All of these subcommands share the same encoder options and metrics (tokens, savings, NumGuard coverage), and can be used in CI with --quiet to suppress summaries.

HTTP service + Docker

The three_dcf_service crate exposes the core functionality over HTTP:

cargo run -p three_dcf_service

By default it starts an Axum server on 0.0.0.0:8000 with:

  • POST /encode – multipart upload (PDF + options) returning encoded 3DCF documents and stats.
  • GET / – a simple bundled UI that lets you upload documents from a browser and inspect contexts.

The root Dockerfile builds a static image with the same binary. You can run it with:

docker build -t three-dcf-service .
docker run -p 8000:8000 three-dcf-service

Evaluation & observability

3dcf bench emits JSONL with CER/WER, numeric guard mismatches, throughput, and RSS per document. Feed it to 3dcf report for an HTML dashboard, or into your monitoring stack (Prometheus/Grafana, etc.).

Eval data from GitHub Releases

The canonical evaluation corpora and metrics are distributed via GitHub Releases:

  1. Go to the Releases page of this repository.

  2. Download the latest 3dcf-eval-*.tar.* archive (for example, 3dcf-eval-v0.1.tar.gz).

  3. From the repo root, unpack it:

    tar -xzf 3dcf-eval-v0.1.tar.gz   # or the filename you downloaded
  4. You should now have an eval/ directory with README.md, raw documents, and JSONL metrics.

Examples & recipes

  • examples/doc2dataset/openai-finetune/ – OpenAI finetune JSONL export.
  • examples/doc2dataset/llama-factory-sharegpt/ – LLaMA-Factory ShareGPT config.
  • examples/doc2dataset/axolotl/ – Axolotl chat/text export.
  • recipes/3dcf-recipes/langchain-rag/ – LangChain loader/compressor/reader.
  • recipes/3dcf-recipes/openai-qa/ – Python helper that calls three_dcf_py then OpenAI /responses.
  • recipes/3dcf-recipes/numguard-demo/ – NumGuard corruption demo.

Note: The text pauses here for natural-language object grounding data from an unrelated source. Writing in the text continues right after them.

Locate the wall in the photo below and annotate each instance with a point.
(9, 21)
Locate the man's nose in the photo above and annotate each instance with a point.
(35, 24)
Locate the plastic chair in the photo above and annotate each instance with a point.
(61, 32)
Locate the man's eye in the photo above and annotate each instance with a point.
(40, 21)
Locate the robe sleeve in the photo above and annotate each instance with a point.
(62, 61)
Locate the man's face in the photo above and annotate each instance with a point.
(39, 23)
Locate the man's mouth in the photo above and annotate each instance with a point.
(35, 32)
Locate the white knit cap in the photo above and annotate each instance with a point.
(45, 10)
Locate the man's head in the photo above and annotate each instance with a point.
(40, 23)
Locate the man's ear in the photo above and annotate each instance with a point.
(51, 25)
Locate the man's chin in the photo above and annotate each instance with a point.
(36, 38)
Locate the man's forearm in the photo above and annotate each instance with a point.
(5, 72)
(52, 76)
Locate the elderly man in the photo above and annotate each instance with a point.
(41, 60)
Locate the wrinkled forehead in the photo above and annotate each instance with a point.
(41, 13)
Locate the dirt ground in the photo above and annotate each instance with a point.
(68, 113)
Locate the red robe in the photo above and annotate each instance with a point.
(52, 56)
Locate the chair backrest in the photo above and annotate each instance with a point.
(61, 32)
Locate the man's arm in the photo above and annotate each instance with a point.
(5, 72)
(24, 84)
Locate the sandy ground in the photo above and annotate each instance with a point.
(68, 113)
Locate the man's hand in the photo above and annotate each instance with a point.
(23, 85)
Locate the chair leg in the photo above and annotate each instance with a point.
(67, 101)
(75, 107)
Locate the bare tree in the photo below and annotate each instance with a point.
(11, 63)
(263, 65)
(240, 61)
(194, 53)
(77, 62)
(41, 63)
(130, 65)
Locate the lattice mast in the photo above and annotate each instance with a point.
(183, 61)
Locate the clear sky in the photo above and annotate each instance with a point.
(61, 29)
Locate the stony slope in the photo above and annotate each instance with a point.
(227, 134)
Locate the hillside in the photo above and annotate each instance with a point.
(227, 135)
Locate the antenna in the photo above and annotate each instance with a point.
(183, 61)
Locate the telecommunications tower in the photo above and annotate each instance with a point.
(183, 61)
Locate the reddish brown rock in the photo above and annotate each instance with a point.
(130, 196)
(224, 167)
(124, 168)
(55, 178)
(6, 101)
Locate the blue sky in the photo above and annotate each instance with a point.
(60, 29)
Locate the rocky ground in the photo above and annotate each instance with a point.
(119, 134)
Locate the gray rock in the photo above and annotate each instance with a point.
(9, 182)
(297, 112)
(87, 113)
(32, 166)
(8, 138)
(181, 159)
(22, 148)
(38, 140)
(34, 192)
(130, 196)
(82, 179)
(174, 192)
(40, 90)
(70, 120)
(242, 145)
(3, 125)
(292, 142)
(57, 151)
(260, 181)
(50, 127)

Why 3DCF vs. plain OCR/Markdown?

  • Deterministic containers – every macro-cell carries hashes, coordinates, and NumGuard metadata, making it easy to diff, audit, and replay pipelines.
  • Token-aware pruning – headings, tables, and numeric-heavy cells are prioritized to meet strict budgets without losing critical context.
  • Prompt-friendly previews.3dcf.txt mirrors layout with table sketches that RAG prompts can use directly.
  • Observability baked in3dcf bench + 3dcf report track CER/WER, numeric guards, throughput, and memory.

Testing

# Default tests
cargo test

# Full surface (PDFium + OCR, macOS example)
export PDFIUM_LIB_DIR=~/opt/pdfium/lib
export PDFIUM_INCLUDE_DIR=~/opt/pdfium/include
export RUSTFLAGS='-L native=/opt/homebrew/opt/leptonica/lib -L native=/opt/homebrew/lib'
cargo test --all --all-features

Bindings

  • Node.js (crates/ffi-node): npm install && npm run build (or cargo build -p three_dcf_node).
  • Python (crates/ffi-py): maturin develop -m crates/ffi-py/Cargo.toml (or cargo build -p three_dcf_py).

Both bindings expose encode, decode_text, stats, and related helpers using the same tokenizer names as the CLI (cl100k_base, o200k, anthropic).